With extract, you'd start with light extract and add specialty grains. The problem is the sorts of grains that make it a stout (roasted barley, chocolate malt, black patent) add darkness as well. You could use caramel malts and a few others, but how would you get roastiness without darkness? I don't know.

Hudepohl is a very old regional brewery. I'm wondering whether this beer was truly a stout.

ADD: bit of googling suggests it was Schoenling Sir Edward Stout. Someone wrote that it was "stout" in the sense of being stronger in alcohol, but an actual (dark) stout. I don't know myself.
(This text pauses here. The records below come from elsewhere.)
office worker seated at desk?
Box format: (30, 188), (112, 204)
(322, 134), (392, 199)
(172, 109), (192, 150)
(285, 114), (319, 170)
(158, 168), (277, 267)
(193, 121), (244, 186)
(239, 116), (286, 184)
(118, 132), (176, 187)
Sir-Edward-Stout-Beer-Labels-Schoenling-Brewing-Company_47753-1.jpg
 
I agree..you can call any beer anything you like, doesn't make it so however.
What your describing doesn't sound like a stout to me...or anything I would call a stout anyway...Stouts traditionally have to be dark or they are called something else.
Porters on the other hand have a much broader color range and could fit the bill of what your describing.

Adding your light extract toward the end of the boil with a partial mash of some mouth-feel grains such as Carilpis or wheat or oat malts might get you in the ball park of what your after.

Was the beer clear or cloudy?
 
The beer was clear with a light tint of brown. I am also kind of wondering if it was a real stout also or just a good sounding name they came up with. Most likely that. It was still a good beer one of the better ones you could find in Cincinnati at the time.